A redução de 29% no uso de carvão no ano passado foi a força motriz por trás do declínio nas emissões do Reino Unido em 2019, com o uso de petróleo e gás praticamente inalterado. As emissões de carbono do carvão caíram 80% na última década, enquanto as do gás caíram 20% e o petróleo 6%.

A maior parte da redução no uso de carvão em 2019 veio do setor de energia, responsável por 93% da queda geral na demanda por combustível em 2019. O restante foi da indústria.

A geração de carvão caiu quase 60% e representou apenas 2% da eletricidade do Reino Unido no ano passado – menos que a energia solar. Os combustíveis fósseis representaram coletivamente uma baixa recorde de 43% do total, de acordo com a análise da Carbon Brief publicada no início de janeiro. Cerca de 54% da geração de eletricidade no Reino Unido é agora de fontes de baixo carbono, incluindo 37% de fontes renováveis ​​e 20% somente de energia eólica.

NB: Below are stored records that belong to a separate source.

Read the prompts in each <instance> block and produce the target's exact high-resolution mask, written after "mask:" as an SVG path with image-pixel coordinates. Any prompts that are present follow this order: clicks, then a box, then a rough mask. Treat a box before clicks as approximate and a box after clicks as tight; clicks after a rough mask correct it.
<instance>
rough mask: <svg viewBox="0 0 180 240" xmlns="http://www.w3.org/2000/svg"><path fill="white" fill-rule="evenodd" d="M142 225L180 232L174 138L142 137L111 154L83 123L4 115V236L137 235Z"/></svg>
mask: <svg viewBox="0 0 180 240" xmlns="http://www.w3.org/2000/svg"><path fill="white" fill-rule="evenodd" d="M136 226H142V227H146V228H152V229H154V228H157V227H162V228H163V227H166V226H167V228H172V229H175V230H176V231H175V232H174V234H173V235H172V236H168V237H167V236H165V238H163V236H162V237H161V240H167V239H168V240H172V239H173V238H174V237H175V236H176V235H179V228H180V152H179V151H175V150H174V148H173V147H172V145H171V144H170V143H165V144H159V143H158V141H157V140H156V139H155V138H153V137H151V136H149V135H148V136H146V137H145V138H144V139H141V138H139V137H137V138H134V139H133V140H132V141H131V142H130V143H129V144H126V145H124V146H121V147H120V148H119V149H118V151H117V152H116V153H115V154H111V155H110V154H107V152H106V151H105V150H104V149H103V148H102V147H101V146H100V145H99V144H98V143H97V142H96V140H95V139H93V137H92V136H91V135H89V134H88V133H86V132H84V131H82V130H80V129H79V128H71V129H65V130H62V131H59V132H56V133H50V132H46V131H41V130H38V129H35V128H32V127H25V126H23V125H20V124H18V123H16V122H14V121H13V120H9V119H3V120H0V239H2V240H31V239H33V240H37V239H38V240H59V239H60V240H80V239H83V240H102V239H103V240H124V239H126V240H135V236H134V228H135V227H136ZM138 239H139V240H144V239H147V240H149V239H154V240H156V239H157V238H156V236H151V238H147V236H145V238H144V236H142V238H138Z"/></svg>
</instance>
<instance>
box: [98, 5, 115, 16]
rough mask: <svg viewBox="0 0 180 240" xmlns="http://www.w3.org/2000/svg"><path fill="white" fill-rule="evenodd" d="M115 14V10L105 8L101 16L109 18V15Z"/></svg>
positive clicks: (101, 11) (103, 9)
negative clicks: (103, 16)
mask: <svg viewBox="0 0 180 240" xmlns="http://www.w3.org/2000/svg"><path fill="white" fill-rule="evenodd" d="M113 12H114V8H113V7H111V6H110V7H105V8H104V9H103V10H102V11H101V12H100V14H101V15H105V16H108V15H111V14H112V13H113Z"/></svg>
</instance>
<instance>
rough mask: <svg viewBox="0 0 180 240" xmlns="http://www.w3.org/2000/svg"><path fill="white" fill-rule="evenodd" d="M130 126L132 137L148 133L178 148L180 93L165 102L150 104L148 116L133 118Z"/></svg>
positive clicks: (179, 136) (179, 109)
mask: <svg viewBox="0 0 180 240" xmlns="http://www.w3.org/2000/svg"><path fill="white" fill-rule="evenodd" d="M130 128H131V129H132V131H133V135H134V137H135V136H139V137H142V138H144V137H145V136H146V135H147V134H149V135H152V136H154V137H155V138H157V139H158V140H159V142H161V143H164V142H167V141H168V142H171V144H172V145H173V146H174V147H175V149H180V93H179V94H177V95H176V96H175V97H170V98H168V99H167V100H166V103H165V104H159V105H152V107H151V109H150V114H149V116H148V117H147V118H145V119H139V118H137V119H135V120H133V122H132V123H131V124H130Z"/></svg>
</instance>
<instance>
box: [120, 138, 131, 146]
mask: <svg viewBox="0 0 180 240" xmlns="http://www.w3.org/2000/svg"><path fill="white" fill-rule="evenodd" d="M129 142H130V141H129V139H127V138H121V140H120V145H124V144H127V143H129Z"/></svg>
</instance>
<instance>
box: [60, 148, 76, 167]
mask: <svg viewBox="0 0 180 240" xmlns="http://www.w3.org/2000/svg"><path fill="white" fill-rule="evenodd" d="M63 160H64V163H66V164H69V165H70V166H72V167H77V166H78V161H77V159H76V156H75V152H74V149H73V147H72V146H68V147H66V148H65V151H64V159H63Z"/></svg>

Houve 83 dias em 2019 quando o Reino Unido ficou sem energia a carvão, incluindo um período recorde de 18 dias em maio. Quase todas as usinas de carvão remanescentes do Reino Unido anunciaram planos para fechar nos próximos 12 meses, deixando apenas três operando antes do prazo do governo de 2024.

Mais informações no Carbon Brief .

Quarentena forçada na China diminui drasticamente a poluição do país

Desde o começo de janeiro, a epidemia do novo coronavírus tem feito com que diversas regiões da China vivam em estado de quarentena. O lugar mais afetado é a província de Hubei, onde surgiram os primeiros casos do vírus. Com os cidadãos obrigados a ficar trancados em suas casas, houve uma queda drástica na produção industrial e no uso de veículos com combustíveis fósseis no país. A redução da produção e do uso de veículos acabou reduzindo drasticamente a emissão de CO2 e de outros gases poluentes na atmosfera, que contribuem para a aceleração das mudanças climáticas.

A diminuição fica aparente nas imagens de satélite divulgadas pela NASA. Nelas, a agência espacial compara o nível de poluição nos céus da província de Hubei em fevereiro do ano passado e fevereiro deste ano, deixando claro como a ordem de quarentena teve um impacto positivo nas emissões de poluentes pelo país.

De acordo com Fei Liu, pesquisadora de qualidade do ar no Centro de Voos Espaciais Goddard da NASA, esta é a primeira vez que um evento específico causa uma redução tão drástica das emissões de poluentes na atmosfera em uma área tão ampla. Ela afirma que outro evento que também proporcionou uma grande queda na poluição foi a recessão econômica de 2008, mas de modo muito mais lento e gradual. Ironicamente, isto faz com que a epidemia do COVID-2019 seja o evento que, nas últimas décadas, teve o maior impacto positivo na luta contra o aquecimento global.

Paralisação da economia devido ao coronavírus reduz as emissões de CO2 na China

O surto do novo coronavírus já causou mais de 2.100 mortes em diversos países e paralisou a economia chinesa tem assustado todo o mundo. Houve, na China, forte queda na demanda por carvão e petróleo após o início da epidemia e isso causou uma queda de pelo menos 25% nas emissões de CO2 em comparação com o mesmo período do ano passado (de 3 a 16 de fevereiro 2019). A informação é do Centro de Pesquisa em Energia e Ar Limpo (CREA) da Finlândia.

Mesmo que momentânea, a redução representa uma diminuição de aproximadamente 100 milhões de toneladas, ou 6% das emissões globais durante o mesmo período.

No início de fevereiro, pesquisadores do Instituto Meteorológico Finlandês já revelaram que a qualidade do ar mostrava uma melhora acentuada na região, no meio da quarentena pelo coronavírus e a queda da atividade nos feriados do Ano Novo Lunar, que começaram em 25 de janeiro.

Poluição por retaliação
No entanto, ambientalistas argumentam que a redução pode ser temporária e que um estímulo das autoridades, focado na infraestrutura após o surto, poderia reverter os supostos ‘ganhos’ ambientais. Isso porque as fábricas podem (e devem) querer recuperar o tempo perdido em função da epidemia.